Revisiting Google’s Information Retrieval Based Upon Historical Data

Can patents be said to have family histories? If so, this post is going to introduce a barely known ancestor to one of the most written about search related patents on the Web, as well as a brand new grandchild to the patent.

The patent is Google’s Information retrieval based on historical data, which was filed in 2003, and granted in 2008. When it was published as a pending patent application in 2005, it created a pretty big stir amongst the forums and blogs of the search community.

The patent has two focuses which both take advantage of recording changes to a site over time. One is to help identify web spam, and the other is to help avoid stale documents being returned in response to a query. It raised questions between SEOs such as how important are the ages of domains and of links, as well as:

  • Does Google favor fresher sites over older sites, or older sites over fresher sites?
  • Even more, how does Google weigh the age of a website?
  • Are the search engines looking at whois data to see who owns websites, and if there has been a change of ownership?
  • If the content of a site changes, and the anchor text pointing to it remains the same even though it’s no longer relevant, will it still rank for the terms in the anchor text?
  • If you buy a website and make changes to it, will the PageRank for that site start to evaporate or expire?
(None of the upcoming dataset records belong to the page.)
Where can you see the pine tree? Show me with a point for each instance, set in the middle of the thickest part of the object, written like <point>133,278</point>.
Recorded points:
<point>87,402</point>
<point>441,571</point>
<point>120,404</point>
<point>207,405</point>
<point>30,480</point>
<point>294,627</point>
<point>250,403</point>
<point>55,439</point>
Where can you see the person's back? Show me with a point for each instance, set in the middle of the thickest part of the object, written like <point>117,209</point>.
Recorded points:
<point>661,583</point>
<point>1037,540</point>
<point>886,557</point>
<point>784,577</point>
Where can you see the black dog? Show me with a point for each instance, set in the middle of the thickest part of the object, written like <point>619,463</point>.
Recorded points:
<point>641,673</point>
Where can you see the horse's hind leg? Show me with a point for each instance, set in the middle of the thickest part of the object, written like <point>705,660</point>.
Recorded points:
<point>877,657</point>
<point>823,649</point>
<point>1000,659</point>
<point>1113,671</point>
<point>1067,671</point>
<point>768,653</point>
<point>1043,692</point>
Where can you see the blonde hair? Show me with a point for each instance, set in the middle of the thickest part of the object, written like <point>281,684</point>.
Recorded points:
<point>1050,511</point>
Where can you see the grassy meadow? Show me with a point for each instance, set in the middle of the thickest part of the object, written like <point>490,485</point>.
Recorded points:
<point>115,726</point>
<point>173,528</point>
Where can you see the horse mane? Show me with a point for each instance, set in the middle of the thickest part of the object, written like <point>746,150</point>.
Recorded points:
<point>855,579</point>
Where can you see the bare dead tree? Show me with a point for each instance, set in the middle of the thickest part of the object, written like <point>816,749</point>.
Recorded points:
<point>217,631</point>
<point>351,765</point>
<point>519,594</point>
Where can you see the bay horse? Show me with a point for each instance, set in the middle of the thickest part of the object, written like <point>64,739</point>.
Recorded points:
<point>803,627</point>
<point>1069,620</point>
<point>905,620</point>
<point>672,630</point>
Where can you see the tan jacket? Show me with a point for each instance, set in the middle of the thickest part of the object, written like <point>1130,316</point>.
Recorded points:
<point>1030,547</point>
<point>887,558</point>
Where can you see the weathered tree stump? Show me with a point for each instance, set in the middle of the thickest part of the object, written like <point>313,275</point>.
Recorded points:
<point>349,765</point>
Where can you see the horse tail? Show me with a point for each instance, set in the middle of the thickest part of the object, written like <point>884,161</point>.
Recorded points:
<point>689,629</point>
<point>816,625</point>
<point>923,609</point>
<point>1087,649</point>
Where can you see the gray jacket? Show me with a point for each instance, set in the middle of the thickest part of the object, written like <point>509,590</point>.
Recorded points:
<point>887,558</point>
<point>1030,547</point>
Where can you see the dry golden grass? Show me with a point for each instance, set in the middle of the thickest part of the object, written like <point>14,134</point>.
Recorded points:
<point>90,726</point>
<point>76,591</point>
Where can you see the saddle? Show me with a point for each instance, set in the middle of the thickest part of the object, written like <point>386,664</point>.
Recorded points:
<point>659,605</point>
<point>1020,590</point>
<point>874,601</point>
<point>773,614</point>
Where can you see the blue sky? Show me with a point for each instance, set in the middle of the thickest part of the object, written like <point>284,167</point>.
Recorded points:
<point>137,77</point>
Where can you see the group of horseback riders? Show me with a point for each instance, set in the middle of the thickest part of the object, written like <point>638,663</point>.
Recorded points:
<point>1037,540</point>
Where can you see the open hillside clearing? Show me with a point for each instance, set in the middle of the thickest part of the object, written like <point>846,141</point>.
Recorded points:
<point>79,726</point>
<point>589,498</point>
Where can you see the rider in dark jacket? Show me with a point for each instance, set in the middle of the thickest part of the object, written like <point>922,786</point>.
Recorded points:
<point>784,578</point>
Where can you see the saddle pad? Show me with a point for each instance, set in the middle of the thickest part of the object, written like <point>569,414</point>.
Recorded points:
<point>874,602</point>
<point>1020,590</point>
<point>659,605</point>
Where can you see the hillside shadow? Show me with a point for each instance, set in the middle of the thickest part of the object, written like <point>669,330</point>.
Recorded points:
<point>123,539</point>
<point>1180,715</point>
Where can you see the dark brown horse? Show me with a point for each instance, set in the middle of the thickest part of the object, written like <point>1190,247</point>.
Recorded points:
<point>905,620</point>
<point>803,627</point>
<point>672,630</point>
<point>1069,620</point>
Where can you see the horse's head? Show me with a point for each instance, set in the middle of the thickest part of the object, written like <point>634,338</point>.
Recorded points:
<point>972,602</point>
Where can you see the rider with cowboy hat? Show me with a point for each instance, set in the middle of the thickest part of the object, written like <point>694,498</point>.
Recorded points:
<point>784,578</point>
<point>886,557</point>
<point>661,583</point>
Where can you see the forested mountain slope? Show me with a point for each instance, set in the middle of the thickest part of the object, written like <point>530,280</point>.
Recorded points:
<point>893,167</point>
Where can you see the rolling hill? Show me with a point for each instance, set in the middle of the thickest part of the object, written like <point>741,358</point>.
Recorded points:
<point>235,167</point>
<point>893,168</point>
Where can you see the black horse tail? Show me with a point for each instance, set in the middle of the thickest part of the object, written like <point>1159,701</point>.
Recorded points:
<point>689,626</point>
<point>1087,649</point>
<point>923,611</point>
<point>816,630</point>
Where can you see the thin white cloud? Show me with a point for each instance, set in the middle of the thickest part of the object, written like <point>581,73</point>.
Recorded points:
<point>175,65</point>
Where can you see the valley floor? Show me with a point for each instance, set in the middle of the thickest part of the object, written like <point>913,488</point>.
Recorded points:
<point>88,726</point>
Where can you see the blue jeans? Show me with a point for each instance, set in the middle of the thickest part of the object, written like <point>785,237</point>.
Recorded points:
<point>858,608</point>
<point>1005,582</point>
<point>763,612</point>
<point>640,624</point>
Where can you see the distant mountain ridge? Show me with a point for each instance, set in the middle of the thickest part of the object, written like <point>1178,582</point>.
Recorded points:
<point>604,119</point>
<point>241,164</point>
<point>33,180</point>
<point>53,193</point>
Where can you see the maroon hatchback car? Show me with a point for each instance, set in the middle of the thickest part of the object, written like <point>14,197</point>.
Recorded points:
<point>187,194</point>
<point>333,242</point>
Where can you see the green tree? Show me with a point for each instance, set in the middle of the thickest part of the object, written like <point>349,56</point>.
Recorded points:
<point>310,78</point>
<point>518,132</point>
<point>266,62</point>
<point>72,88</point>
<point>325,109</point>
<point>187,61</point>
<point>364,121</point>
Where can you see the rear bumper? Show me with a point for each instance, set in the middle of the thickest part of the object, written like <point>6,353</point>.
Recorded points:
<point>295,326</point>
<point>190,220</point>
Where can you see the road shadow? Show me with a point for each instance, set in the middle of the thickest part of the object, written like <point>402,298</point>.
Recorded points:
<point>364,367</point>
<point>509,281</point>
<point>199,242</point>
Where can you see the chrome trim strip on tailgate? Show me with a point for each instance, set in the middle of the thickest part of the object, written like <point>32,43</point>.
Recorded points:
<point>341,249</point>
That’s really just brushing the surface.

One thing that caught many eyes at the time was that one of the named inventors on the patent was Google’s Head of Webspam, Matt Cutts, who was well known in the community for his interactions with forum members on behalf of Google, and his participation in conferences and with the press. (Actually the whole roster of inventors listed on the patent is like an all star team of search engineers.)

Another was that it said things like the amount of time a domain name was registered might be an indication of whether or not it was intended to be a spam site – with spammers usually only registering a site for a year, and people more “serious” about their businesses registering their sites for longer.

Matt went on to rebuff that assertion more than once since the patent was published, but hosting businesses such as GoDaddy caught wind of it, and used the FUD (fear, uncertainty, and doubt) behind the patent as a selling point to try to get people to register their domains for longer than a year. Regardless of whether it was true or not, they saw the possibility of using the information within the patent as a path to more profits.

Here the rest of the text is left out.